Élise Bertault, 27 ans, a fait ce choix d’une mastectomie prophylactique quand elle a appris être porteuse d’une anomalie de BRCA, alors que sa mère avait été atteinte d’un cancer du sein, désormais guéri, et qu’une de ses grandstantes avait été atteinte de la maladie avant l’âge de 30 ans. « J’ai commencé une surveillance dès 25 ans. À la première IRM, on m’a détecté une anomalie, qui s’est révélée n’être rien lors du contrôle trois mois plus tard. Mais je ne voulais pas revivre ça à chaque fois. De plus, ces examens permettent de prendre à temps la maladie, mais pas de l’éviter », explique-t-elle. La jeune femme est désormais ambassadrice de l’association Geneticancer, où elle aide d’autres femmes dans sa situation à faire leur choix. Une ablation des ovaires est quant à elle recommandée à partir de 40 ans, quand le projet parental des femmes est « terminé », car un cancer des ovaires est plus difficile à détecter et donc souvent diagnostiqué à un stade avancé et, par conséquent, plus complexe à traiter. Aujourd’hui, les développements technologiques permettent des analyses plus faciles et plus fines.

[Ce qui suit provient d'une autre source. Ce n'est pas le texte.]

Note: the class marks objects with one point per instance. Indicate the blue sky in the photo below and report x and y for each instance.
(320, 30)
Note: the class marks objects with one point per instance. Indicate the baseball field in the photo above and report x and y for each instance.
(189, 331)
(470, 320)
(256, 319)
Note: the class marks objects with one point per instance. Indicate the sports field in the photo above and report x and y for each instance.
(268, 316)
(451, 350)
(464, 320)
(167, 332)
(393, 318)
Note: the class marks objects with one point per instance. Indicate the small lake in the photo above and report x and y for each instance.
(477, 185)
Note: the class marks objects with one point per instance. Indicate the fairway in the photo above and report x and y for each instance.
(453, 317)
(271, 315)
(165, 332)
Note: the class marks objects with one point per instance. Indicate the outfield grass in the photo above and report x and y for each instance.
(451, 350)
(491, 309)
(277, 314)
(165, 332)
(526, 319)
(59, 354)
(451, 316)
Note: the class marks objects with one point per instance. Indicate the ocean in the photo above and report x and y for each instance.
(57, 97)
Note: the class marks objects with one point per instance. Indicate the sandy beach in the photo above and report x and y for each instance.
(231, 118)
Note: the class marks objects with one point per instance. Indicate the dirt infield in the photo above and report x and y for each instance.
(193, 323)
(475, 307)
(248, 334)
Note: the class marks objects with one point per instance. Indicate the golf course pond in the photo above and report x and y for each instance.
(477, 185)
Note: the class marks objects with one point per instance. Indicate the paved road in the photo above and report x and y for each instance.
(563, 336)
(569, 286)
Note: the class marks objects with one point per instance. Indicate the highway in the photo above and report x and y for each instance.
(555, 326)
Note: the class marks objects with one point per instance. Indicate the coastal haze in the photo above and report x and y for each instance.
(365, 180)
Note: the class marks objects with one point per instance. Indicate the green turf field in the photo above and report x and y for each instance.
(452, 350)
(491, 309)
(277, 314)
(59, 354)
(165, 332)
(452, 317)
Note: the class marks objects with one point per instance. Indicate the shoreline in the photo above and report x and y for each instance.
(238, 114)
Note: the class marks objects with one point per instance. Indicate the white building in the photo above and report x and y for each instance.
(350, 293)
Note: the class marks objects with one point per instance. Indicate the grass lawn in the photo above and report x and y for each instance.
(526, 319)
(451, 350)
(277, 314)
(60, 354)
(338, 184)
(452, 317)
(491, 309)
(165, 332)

Sur presque tous les échantillons de tumeurs du côlon, en particulier chez les patients de moins de 60 ans, nous faisons un test de “pre-screening” : c’est-à-dire que nous recherchons certaines protéines qui révèlent une prédisposition génétique. Cela permet de sélectionner les patients (3 %) pour lesquels une recherche génétique du syndrome de Lynch, qui prédispose à d’autres cancers, doit être entreprise. Ces tests peuvent également être réalisés sur les cancers de l’estomac et de l’uretère. Lors d’une consultation d’oncogénétique, on peut proposer aux apparentés une recherche par le biais d’une prise de sang et, le cas échéant, une surveillance. 

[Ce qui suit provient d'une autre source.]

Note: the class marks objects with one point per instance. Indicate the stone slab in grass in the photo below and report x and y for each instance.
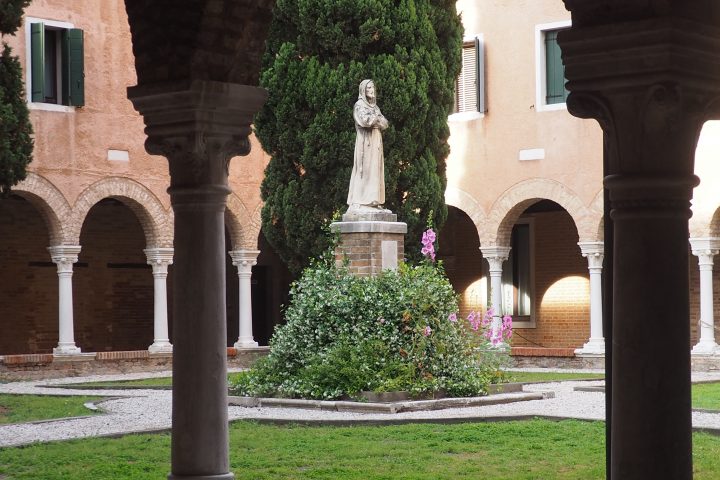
(390, 407)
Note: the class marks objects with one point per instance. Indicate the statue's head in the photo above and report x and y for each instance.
(367, 91)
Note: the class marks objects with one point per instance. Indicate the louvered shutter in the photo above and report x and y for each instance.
(466, 91)
(554, 70)
(73, 68)
(37, 62)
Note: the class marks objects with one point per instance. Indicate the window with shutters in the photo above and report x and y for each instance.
(551, 92)
(518, 276)
(55, 64)
(470, 84)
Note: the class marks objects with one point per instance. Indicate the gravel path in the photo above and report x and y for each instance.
(143, 410)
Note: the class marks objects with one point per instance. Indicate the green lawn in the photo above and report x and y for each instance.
(551, 376)
(28, 408)
(550, 450)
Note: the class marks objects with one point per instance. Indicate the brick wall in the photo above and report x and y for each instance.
(28, 281)
(364, 251)
(113, 293)
(459, 249)
(562, 286)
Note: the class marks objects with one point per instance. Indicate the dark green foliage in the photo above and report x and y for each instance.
(318, 53)
(345, 334)
(15, 129)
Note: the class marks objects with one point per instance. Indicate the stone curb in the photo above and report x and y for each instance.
(393, 407)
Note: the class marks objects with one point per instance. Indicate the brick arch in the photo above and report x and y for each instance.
(50, 202)
(156, 222)
(243, 226)
(508, 207)
(462, 200)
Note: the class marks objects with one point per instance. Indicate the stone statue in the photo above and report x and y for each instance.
(367, 182)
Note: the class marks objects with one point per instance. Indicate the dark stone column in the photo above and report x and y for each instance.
(651, 79)
(199, 127)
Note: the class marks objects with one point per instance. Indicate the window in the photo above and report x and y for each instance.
(551, 92)
(470, 84)
(56, 64)
(518, 276)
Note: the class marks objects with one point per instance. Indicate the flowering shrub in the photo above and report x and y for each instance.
(397, 331)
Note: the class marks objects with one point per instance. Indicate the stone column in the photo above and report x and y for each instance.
(64, 256)
(652, 112)
(198, 126)
(594, 252)
(160, 259)
(495, 257)
(245, 260)
(705, 249)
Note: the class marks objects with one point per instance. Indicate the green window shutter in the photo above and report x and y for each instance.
(554, 70)
(73, 68)
(37, 62)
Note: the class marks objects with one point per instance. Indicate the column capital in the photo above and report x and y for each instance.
(244, 259)
(64, 256)
(198, 125)
(705, 246)
(652, 99)
(594, 252)
(159, 258)
(495, 256)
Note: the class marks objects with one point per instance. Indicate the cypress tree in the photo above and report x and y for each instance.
(15, 128)
(317, 54)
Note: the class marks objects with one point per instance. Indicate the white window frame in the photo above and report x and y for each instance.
(50, 107)
(540, 70)
(468, 116)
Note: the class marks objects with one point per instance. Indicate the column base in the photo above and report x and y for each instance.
(592, 347)
(706, 348)
(245, 343)
(160, 347)
(66, 350)
(224, 476)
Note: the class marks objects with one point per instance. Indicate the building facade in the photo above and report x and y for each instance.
(525, 189)
(86, 241)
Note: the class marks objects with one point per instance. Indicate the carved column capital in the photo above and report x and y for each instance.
(198, 126)
(594, 252)
(64, 256)
(159, 259)
(705, 249)
(495, 255)
(244, 260)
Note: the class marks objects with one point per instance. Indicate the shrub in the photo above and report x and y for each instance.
(346, 334)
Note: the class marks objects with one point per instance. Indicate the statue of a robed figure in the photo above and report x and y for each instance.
(367, 182)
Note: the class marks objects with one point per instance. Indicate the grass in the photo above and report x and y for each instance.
(706, 395)
(523, 450)
(28, 408)
(551, 376)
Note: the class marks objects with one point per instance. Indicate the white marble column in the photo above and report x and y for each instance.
(245, 260)
(705, 249)
(594, 252)
(495, 257)
(64, 256)
(160, 259)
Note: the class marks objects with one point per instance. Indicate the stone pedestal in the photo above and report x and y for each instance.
(370, 241)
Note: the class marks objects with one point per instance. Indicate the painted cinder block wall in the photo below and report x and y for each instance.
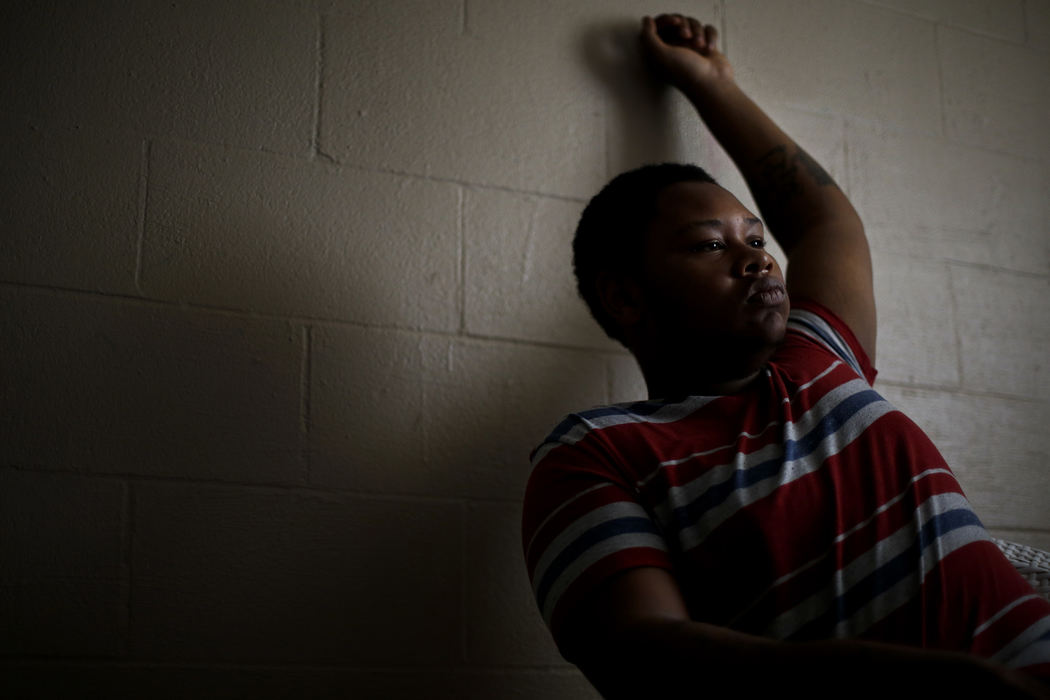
(286, 300)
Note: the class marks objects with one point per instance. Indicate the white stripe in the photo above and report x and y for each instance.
(689, 491)
(744, 433)
(1019, 643)
(668, 414)
(994, 618)
(608, 512)
(818, 377)
(907, 588)
(539, 529)
(845, 578)
(593, 554)
(683, 460)
(840, 538)
(1037, 652)
(789, 471)
(838, 345)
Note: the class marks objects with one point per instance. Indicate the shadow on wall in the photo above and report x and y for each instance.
(641, 126)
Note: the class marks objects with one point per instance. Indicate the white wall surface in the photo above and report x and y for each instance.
(286, 300)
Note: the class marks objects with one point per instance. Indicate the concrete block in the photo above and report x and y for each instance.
(857, 59)
(466, 97)
(1037, 23)
(998, 448)
(917, 331)
(490, 404)
(995, 94)
(62, 585)
(503, 623)
(277, 235)
(125, 387)
(366, 407)
(1004, 330)
(995, 18)
(234, 574)
(519, 270)
(68, 207)
(927, 198)
(645, 120)
(240, 72)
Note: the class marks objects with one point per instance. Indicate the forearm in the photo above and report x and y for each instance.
(794, 193)
(659, 658)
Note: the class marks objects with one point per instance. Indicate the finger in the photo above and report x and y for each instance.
(711, 37)
(696, 29)
(681, 26)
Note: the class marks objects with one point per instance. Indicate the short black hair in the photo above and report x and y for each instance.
(611, 231)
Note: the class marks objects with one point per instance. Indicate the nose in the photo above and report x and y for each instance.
(753, 262)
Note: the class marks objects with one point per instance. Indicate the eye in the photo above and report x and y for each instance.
(707, 247)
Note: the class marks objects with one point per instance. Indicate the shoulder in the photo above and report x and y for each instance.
(814, 325)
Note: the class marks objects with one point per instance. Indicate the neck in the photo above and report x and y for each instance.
(701, 374)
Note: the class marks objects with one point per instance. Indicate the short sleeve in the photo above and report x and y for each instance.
(823, 326)
(582, 522)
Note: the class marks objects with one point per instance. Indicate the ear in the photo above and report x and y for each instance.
(621, 297)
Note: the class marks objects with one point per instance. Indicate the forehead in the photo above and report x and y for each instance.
(685, 203)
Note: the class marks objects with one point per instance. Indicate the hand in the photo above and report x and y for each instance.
(685, 50)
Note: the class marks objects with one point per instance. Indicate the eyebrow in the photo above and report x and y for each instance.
(717, 223)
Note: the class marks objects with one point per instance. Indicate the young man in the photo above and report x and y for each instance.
(765, 521)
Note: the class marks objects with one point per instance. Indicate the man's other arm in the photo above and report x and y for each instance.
(810, 216)
(633, 638)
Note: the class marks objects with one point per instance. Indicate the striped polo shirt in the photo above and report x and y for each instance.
(805, 507)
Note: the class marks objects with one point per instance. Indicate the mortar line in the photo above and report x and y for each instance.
(129, 509)
(306, 378)
(461, 252)
(464, 655)
(143, 205)
(318, 86)
(940, 81)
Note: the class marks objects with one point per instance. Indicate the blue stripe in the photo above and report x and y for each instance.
(685, 515)
(890, 573)
(637, 410)
(602, 531)
(840, 348)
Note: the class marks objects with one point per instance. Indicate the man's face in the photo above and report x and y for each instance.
(707, 276)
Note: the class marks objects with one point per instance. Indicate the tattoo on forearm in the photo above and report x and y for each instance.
(779, 172)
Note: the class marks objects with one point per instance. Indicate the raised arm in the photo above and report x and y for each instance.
(633, 639)
(809, 215)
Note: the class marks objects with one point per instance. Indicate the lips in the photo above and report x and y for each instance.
(767, 292)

Dr Benoît Terris, pathologiste à l’hôpital Cochin (AP-HP, Paris).

Ces consultations d’oncogénétique sont généralement précédées d’une reconstitution de l’arbre généalogique de la famille. Les cancers connus dans la famille sont référencés et, dans la mesure du possible, certains comptes-rendus médicaux d’apparentés sont obtenus. En fonction de ces informations, un test génétique peut être proposé. Les enjeux du test sont expliqués dès la première consultation : s’il révèle une prédisposition, une prise en charge et un accompagnement de la personne sont proposés. Les membres de la famille concernés peuvent également bénéficier d’une consultation et faire le test s’ils le souhaitent. Une consultation avec un psychologue est toujours proposée en parallèle d’une consultation d’oncogénétique. « Et quand une chirurgie préventive est programmée, cette consultation est même très fortement recommandée, ajoute Béatrice Claret, psychologue à Gustave Roussy, centre de lutte contre le cancer à Villejuif (Val-de Marne). C’est difficile de se savoir porteur d’une prédisposition, surtout pour certaines personnes, fragiles psychologiquement ou qui ont des histoires de vie ou des histoires familiales compliquées. Elles ont des inquiétudes pour elles – angoisse de la surveillance, angoisse de se voir subir les mêmes traitements qu’un proche, parfois décédé…  – et des inquiétudes pour leurs proches, notamment leurs enfants – Est-ce que je la leur aurais transmise ? Comment leur annoncer ?… » Le rôle du psychologue est donc de les aider à cheminer, à leur rythme, à se représenter les différents scénarios, de voir aussi de quels soutiens elles disposent dans leur entourage… La génétique tient donc une place grandissante dans la prise en charge des patients atteints de cancers. Son impact est médical, mais aussi psychologique et social. Les démarches entreprises dans ce cadre par les médecins et chercheurs visent à la prise en charge la plus personnalisée possible, mais surtout la plus humanisée, dans le respect des règles déontologiques.